We would like to share a case study that showcases Plus Funding’s ability to help companies succeed and thrive from our factoring services. Plus Funding Group assisted a company that imports high-end women’s shoes.

Shoe manufacturing business growth purchase order financing
Thanks to purchase order financing, one company is now selling products at large-scale department stores like this!

When PFG began working with this company a year ago, they were making about $200,000 a season with $800,000 annually. The company sold their products on Amazon and some smaller boutiques, and used manufacturing plants in both Spain and China. The annual cost of production was around $120,000.

However, the company needed to pay 30% of their production cost up front in order for their producers to begin work. The other 70% was paid when the goods were ready to be shipped. These conditions meant that the company was required to pay the $120,000 production costs before they were even able to sell the shoes. Without some sort of financing options, this company would be tying up valuable cash in the form of inventory.

PFG made this company more liquid by providing purchase order financing. What PFG did for this company was provide the manufacturer with the 30% up front costs of the goods, and then gave the manufacturer the remaining 70% production costs that were needed to ship the shoes. This allowed the goods to reach the United States where they were then shipped to distribution centers and sold to customers. PFG then collected on the invoices from the customers on the behalf of this company.

Once the goods were shipped out, PFG did the necessary factoring on the company’s invoices and collected the monies from all of the company’s clients. This resulted in a gross profit of $80,000 that was collected, and these funds were sent back to the client company. Initially, the company had $200,000 in purchase order financing before they got started. They also needed the $120,000 in other costs such as production and freight to fulfill their purchase orders.

PFG initially financed the manufacturing costs to the factories, freight, etc. The whole process from purchase order to delivery was 60 days, and the whole production cycle from purchase order to finance was 120 days. In the meantime, the company was able to generate $80,000 (minus PFG’s fees, which were between $10,000 – $20,000) and essentially get their profit without putting down any money from their own profits.

Prior to PFG, this company was only able to handle small orders. After PFG’s help, the company is expected to make between $400,000 to $500,000 in business in the Spring 2014 season alone. Now that they have the financing that they needed, they are able to be more aggressive and go after bigger customers. This has caused a shift in the customer base and will allow this company to service larger clients like Nordstrom and Hautelook.

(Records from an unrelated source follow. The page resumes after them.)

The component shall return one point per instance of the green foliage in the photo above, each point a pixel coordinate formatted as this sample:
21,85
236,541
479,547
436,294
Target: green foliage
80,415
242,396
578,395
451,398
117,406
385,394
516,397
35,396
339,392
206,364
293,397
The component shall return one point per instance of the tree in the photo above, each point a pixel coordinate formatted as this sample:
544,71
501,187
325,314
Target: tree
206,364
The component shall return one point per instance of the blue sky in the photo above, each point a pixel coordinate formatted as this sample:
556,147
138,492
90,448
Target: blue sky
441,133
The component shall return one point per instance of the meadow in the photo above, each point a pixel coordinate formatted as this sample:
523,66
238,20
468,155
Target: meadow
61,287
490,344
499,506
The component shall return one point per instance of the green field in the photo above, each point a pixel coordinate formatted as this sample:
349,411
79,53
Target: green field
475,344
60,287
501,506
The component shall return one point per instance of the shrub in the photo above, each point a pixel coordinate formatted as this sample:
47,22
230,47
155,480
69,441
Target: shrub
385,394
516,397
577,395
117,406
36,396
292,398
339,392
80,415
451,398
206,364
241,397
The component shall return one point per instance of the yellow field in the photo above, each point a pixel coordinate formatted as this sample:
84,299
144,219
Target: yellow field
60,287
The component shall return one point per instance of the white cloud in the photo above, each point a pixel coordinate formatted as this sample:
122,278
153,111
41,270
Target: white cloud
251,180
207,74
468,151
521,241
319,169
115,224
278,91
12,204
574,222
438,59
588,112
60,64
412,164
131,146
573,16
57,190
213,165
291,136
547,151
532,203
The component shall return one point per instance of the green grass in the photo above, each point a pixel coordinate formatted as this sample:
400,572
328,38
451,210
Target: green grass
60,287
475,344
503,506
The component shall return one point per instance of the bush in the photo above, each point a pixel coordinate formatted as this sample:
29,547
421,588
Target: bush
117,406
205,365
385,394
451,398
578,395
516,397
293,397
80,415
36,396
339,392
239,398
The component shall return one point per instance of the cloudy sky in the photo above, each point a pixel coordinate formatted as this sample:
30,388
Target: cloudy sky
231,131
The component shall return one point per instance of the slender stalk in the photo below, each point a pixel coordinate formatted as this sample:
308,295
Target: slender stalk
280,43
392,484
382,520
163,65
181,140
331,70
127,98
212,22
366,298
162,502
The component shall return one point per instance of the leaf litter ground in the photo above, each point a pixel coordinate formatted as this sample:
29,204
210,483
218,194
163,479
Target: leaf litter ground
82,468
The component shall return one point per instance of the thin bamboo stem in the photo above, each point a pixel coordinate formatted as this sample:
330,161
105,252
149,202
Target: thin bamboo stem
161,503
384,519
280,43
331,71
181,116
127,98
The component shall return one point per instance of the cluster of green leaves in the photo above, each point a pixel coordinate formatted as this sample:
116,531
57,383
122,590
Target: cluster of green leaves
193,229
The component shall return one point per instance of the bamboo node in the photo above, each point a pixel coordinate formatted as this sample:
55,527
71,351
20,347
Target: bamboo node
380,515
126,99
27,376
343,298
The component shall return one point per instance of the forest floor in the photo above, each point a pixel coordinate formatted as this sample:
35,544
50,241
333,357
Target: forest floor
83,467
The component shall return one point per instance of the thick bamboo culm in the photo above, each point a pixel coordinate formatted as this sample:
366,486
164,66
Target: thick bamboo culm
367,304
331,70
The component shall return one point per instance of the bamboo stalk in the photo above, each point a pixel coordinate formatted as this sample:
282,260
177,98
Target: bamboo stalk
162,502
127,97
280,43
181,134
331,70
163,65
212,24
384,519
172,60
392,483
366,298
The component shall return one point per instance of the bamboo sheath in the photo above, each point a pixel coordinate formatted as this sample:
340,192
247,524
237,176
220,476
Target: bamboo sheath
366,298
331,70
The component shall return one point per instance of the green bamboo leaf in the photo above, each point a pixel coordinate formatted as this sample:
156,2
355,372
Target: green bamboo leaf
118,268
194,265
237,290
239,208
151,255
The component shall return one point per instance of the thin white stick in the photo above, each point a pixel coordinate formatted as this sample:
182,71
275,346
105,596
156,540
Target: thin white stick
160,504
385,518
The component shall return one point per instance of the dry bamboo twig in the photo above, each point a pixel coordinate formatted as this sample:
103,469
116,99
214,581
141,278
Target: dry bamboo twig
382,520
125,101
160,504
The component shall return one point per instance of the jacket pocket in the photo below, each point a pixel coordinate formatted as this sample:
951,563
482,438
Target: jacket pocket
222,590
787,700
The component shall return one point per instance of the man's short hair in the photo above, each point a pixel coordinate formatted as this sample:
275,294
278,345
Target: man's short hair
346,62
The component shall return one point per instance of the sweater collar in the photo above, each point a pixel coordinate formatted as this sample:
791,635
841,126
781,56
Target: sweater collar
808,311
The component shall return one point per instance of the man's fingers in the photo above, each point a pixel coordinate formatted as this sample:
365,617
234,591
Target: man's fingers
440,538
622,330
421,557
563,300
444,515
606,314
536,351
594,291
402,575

Net profit for this company has gone from $80,000 to $200,000. PFG still finances the whole production including the freight, with the time cycle remaining the same. This company now knows that they can finance their operation successfully and because of this are now driving growth. The only constraint to their growth will be based on sales and production. Financing should never become a bottleneck, which is why PFG is there to help businesses such as this one grow and thrive.